The grandparents, living in an apartment complex of the garment district, introduced Nina to the culture of this big city.
The Jewish grandparents led a complicated life, balancing jobs with their struggle for social justice in this country, and to their granddaughter, they offered the unsullied joys of Manhattan.
Disasters happen, skyscrapers may topple. This painting celebrates the possibility of joy and innocence.
Some of those people look a bit too happy. I think the completion of the pattern is interesting. Every window with its happy face.
Interesting that the blue sky is mainly a boundary to define the building.
I wonder which would be most accurate: Nina saw happy people, assumed they were happy, or wanted them to be happy? My working hypothesis, which I just came up with, is that kids’ art is more about ordering their world in a way that makes sense to them mentally and emotionally than it is about observing and depicting it.
What an interesting idea.
Steve,
That is an interesting idea. Could that be a new definition of adult art as well, in particular given that depicting (if not observing) is so easy nowadays?
They look like crazy people who want out.
Arthur,
I take this as tongue in cheek as I seem to be recalling that you like Manhattan.
Another adult view of the picture was “whimsical”.
How old does one have to be to see something as whimsical?
Birgit,
Arthur’s comment is about the painting, not Manhattan.
You are taking Arthur’s comment literally.
His comment reminded me of all the people who could not imagine that anyone of sound mind would want to live in Manhattan.
It is interesting that, related as we are, I am rarely able to make myself clear to you. On the other hand, others may silently consider me to be off the wall.
Its okay, none of us can make ourselves clear to Karl.
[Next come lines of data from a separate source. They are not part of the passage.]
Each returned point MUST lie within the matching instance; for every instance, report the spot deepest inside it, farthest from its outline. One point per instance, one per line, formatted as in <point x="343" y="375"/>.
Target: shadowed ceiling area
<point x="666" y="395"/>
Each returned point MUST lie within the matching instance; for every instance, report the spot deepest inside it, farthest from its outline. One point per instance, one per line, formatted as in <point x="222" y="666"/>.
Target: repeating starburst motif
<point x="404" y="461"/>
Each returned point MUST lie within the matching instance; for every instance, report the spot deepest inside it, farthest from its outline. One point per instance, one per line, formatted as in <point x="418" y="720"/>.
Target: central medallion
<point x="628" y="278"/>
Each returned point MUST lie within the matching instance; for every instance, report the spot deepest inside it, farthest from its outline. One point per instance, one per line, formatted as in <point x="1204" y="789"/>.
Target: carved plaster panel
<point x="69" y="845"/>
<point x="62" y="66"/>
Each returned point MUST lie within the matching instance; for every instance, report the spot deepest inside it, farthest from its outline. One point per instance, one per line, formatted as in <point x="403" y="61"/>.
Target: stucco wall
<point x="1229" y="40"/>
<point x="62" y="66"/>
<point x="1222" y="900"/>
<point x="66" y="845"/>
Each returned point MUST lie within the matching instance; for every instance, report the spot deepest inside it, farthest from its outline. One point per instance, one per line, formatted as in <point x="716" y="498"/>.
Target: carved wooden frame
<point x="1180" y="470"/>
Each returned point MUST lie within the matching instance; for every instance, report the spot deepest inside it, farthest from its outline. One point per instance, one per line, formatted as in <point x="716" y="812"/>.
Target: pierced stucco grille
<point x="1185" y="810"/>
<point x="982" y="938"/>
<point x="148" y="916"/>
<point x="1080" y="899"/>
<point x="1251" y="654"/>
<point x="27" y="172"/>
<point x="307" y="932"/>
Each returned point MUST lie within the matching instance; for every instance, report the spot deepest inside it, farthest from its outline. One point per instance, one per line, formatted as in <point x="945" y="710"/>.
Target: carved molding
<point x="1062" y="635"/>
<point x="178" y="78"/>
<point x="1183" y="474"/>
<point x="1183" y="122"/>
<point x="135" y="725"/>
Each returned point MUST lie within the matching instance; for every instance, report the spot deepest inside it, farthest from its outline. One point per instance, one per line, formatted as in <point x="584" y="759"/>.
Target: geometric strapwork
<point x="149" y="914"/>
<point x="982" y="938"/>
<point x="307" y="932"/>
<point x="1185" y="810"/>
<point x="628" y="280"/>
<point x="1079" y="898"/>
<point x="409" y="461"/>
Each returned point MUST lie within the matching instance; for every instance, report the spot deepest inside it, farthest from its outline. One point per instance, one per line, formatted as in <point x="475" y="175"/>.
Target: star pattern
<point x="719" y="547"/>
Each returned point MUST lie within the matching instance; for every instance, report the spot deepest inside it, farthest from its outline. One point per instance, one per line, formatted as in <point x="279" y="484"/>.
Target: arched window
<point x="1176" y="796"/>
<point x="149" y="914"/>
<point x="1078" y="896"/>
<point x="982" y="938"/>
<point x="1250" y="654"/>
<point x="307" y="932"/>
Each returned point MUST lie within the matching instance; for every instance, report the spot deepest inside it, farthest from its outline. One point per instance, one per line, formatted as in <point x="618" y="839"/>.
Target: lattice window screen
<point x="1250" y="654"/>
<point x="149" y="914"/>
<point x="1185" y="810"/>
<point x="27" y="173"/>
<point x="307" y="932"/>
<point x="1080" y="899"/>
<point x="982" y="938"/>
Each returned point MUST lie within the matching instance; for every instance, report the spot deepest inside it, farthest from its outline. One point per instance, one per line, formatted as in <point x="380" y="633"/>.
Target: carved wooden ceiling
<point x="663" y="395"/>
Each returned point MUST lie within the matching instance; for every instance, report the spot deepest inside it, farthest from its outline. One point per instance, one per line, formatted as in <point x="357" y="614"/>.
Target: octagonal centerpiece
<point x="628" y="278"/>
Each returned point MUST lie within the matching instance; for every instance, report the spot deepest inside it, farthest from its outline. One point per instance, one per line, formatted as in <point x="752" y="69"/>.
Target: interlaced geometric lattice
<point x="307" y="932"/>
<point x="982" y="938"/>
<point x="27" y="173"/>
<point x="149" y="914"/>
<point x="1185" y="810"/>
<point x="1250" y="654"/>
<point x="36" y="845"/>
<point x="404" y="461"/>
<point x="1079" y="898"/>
I find the painting whimsical too.
kids’ art is more about ordering their world in a way that makes sense to them mentally and emotionally than it is about observing and depicting it.
I agree with Steve. As adults we do the same just become more sophicated in what we call it. I also think it is the heart of an artist. So I may be off the wall but I love the post and the comments.
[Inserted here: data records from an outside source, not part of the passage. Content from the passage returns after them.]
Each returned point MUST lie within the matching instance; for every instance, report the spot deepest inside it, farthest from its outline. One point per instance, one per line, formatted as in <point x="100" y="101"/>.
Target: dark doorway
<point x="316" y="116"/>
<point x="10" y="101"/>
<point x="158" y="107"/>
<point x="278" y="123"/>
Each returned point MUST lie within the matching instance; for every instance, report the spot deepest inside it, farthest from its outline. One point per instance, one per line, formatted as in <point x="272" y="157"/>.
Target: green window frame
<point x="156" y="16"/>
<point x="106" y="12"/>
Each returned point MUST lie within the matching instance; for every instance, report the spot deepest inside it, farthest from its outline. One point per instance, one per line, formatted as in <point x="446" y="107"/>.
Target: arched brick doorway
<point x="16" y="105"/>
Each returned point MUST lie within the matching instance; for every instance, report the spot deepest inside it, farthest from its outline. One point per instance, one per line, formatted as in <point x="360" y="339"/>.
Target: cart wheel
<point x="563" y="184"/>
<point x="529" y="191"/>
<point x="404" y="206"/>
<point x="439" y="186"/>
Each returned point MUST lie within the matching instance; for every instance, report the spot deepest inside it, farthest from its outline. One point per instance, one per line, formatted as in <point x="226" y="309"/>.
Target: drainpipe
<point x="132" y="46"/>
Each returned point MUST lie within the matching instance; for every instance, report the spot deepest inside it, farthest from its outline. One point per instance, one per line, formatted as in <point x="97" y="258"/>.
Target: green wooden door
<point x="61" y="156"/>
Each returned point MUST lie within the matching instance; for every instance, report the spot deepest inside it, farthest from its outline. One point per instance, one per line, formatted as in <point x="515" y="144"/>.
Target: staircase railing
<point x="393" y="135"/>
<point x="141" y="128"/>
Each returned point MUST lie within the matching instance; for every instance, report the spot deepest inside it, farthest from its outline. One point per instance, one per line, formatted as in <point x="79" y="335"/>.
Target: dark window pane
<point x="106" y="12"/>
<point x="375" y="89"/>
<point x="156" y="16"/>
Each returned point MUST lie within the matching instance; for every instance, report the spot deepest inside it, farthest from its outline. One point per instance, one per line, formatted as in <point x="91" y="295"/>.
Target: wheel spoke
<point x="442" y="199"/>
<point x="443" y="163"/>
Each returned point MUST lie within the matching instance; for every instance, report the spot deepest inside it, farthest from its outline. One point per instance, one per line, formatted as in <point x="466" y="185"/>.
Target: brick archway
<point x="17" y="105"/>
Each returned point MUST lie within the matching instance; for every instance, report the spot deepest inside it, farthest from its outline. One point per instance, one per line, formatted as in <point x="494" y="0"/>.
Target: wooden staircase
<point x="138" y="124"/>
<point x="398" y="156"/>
interesting that in observing we do the same and see that which makes sense to us mentally and emotionally ……
How old does one have to be to see something as whimsical?
That is a good question, Birgit. I agree with Arthur that the picture could be seen as whimsical , that is, “lightly fanciful ” according to a dictionary. That is almost a characteristic of children’s art, isn’t it? Something in me tells me that kids know they are doing that and that they like it when they do it. I know that Nino and Fran (3 and 5 years old) love to behave in a whimsical manner sometimes (one example is the lightly fanciful play acting that they are a year or two younger than they really are). So why shouldn’t the whimsical aspect of children’s art be intentional, at least some of the time?
Of course, that is quite a different interpretation than saying that they are ordering the world in a way that makes sense to them mentally and emotionally. Isn’t it?
I suppose that I was fixated on the psychological aspect – a child open to the world.
Birgit,
Would you rather we consider you on the wall?
Anyway, you didn’t answer my question, which was not purely rhetorical. From your knowledge of Nina, do you have a sense of what she was doing? As Ginger says, I think there’s a mixture of observation, assumption/imagination, and hope in all art, but I wonder if the mix is different for kids. Whimsy seems a little outside this schema, which is therefore lacking. But at least some of the time kids are quite serious about their drawing.
I believe and think that often kids are very serious about what they are doing..drawing, questioning, etc. but they don’t yet take themselves so seriously as adults…and in that innocent moment comes whimsy…and the ability to be in the present. something I often wish I could do more of myself. Maintain the ability to see and play rather than self censor/socially censor etc. etc…
Birgit on the wall is wonderful and she has the ability to put herself there when she wants to
Steve,
It is Nina who is on the wall with her bold strokes and her openness to people. I don’t think that she intended her painting to be whimsical.
My view of the grandparents: They were busy people, idealists, fighting for a cause, respected by their friends. After their retirement, they wrote a book together. Their apartment was a quiet, charming place to visit. Grandma played the piano. Their taste in food was European and Asian. They were gracious and did not bother an older German in-law with their ideology.
They took time off from other affairs when Nina visited, and as experienced Manhattanites, put the resources of that big city at her feet.
Much later, in her declining years, a photograph of Nina was Grandma Pearl’s icon.
Feeling welcome, loved and cherished, a little girl could find her Manhattan environment truly joyous.
Maintain the ability to see and play rather than self censor/socially censor etc. etc…
Yes, Ginger, there is a lot of pain out there. It is good that some of us observe happiness.
I hope that you will show us more of your art.